Rodolfo Cardenal
La reinvención del país dirigida por Bukele arrasa con todo aquello que no contribuye a que el mandatario brille en solitario. Solo él puede ocupar el escenario nacional, un derecho de exclusividad apropiado arbitrariamente. El monopolio incluye la historia nacional, que comienza con su presencia en la vida política. La historia anterior es despreciable comparada con la actual. De ahí la aversión a los acuerdos de 1992 y sus protagonistas, y a la memoria histórica de comunidades martirizadas durante la guerra como la de El Mozote. La reinvención intenta despojar a los sobrevivientes de su memoria e imponer una versión edulcorada muy a gusto de la dictadura. Los procesos judiciales abiertos están estancados, ya que la guerra y sus víctimas son simple farsa. La única verdad admitida es la de Bukele. La animadversión ante el pasado tiene mucho de envidia.
La vorágine reinventora se llevó por delante el piso centenario del Palacio Nacional, que terminó en un botadero a cielo abierto, en una de las quebradas que atraviesan la zona metropolitana, donde se acumula basura de toda clase. La dictadura se ha apropiado y ha resignificado este edificio emblemático y el centro histórico de la capital, en su afán por erradicar las huellas más destacadas del pasado nacional y reemplazarlas con contenido creado por Bukele y los suyos. Los fascismos erigen monumentos gigantescos que hablan de la grandeza de su dictador. A pesar de su gigantismo, esas estructuras tienen la misma vida que este y se convierten en vestigios de un pasado vergonzoso.
La versión salvadoreña de ese fascismo aspira a despojar al pueblo de su identidad para sustituirla por otra creada por Bukele y los venezolanos. La empresa es atrevida y arriesgada. Otros ya han transitado por esas veredas sin conseguirlo. El poder colonial derrotó militarmente a los pueblos originarios de la región, los conquistó económica, social y políticamente, pero nunca pudo apoderarse de su conciencia. Los conquistados nunca estuvieron dispuestos a entregarla. Sabían que en ella estaba en juego no solo su libertad, sino también su vida y su identidad. Por eso resistieron hasta el final. Detrás de las incontables rebeliones de la época se encuentra esa conciencia, cuya libertad posee un componente rebelde. El colonizador se valió de todos los medios a su alcance para avasallarla, sin lograrlo.

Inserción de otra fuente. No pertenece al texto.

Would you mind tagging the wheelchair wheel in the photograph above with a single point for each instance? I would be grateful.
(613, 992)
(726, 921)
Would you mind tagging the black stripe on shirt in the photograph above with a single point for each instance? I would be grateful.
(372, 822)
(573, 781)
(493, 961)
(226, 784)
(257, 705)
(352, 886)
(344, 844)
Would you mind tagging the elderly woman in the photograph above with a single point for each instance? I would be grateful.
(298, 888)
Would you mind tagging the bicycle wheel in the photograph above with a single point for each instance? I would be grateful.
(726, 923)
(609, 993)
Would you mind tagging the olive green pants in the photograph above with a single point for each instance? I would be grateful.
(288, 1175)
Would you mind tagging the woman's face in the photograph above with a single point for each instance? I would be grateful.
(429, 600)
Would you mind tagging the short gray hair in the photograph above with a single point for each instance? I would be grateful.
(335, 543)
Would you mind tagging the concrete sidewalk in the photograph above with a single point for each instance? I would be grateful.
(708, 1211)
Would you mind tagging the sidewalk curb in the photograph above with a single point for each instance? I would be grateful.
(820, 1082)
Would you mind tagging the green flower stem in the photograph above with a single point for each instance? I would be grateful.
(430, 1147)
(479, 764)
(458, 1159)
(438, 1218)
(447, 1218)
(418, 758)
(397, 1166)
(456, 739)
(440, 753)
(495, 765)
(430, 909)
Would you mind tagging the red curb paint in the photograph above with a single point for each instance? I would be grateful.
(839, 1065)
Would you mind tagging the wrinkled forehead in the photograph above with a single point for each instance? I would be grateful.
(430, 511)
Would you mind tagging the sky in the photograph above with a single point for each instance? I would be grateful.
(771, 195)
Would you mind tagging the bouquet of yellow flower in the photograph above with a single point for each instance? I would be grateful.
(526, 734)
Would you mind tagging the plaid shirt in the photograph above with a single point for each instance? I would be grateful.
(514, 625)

La oligarquía terrateniente y agroexportadora, el ejército y el catolicismo tradicional contaron con la conciencia popular para imponer su poder explotador y opresor, el cual revistieron de voluntad divina. Pidieron resignación y paciencia a cambio de premios eternos. En la década de 1960 comenzó a emerger una nueva conciencia, convencida de que esa realidad no era voluntad divina. La manipulación del sentir y del pensar popular habían llegado a su fin. La nueva conciencia se expandió, se organizó y luchó por su derecho a la vida, la libertad y la dignidad. Liberada de su ceguera, esa conciencia popular amenazó la estabilidad del orden oligárquico y militar, que reaccionó con la represión y el terror.
La dictadura se apresta a dar el último paso para consolidar su poder total. Aspira a apropiarse de la identidad y la conciencia nacional. Sin este paso, su conquista no es completa. Los avances conseguidos no son despreciables, pero su hegemonía está lejos de ser absoluta. La identidad y la conciencia nacional resisten en sectores sociales cada vez más amplios, víctimas de los desafueros del régimen impuesto por los hermanos Bukele. La ambición de poder, de riqueza y de supremacía empuja imprudentemente hasta límites peligrosos para su estabilidad. En la misma medida en que aumenta su voracidad, estrechan sus posibilidades. La quiebra de una cooperativa aliada, que financiaba algunas de sus actividades, es el último eslabón de una larga cadena de desmanes. El poder tiene la virtud de nublar el entendimiento de sus devotos, mientras que la falta de respuesta entibia el fervor de los seguidores.
Los fascismos y los populismos se derrumban víctimas de sus propias carencias e incompetencias. Sus restos están destinados al basurero de la historia. Entonces, los desencantados se sorprenden de cómo pudieron ser tan ingenuos e insensatos. El orgullo y la prepotencia de los incondicionales son sustituidas por la vergüenza. Suelen excusarse a sí mismos diciendo que no sabían, que cumplían órdenes, que no tenían opciones. Es la experiencia populista y fascista.
La adversidad despierta la conciencia popular. Es el revulsivo más eficaz contra los encantamientos de los regímenes dictatoriales. La acumulación de promesas incumplidas es inapelable. La enajenación de la conciencia popular nunca se consuma totalmente, porque es constitutivamente libre y rebelde.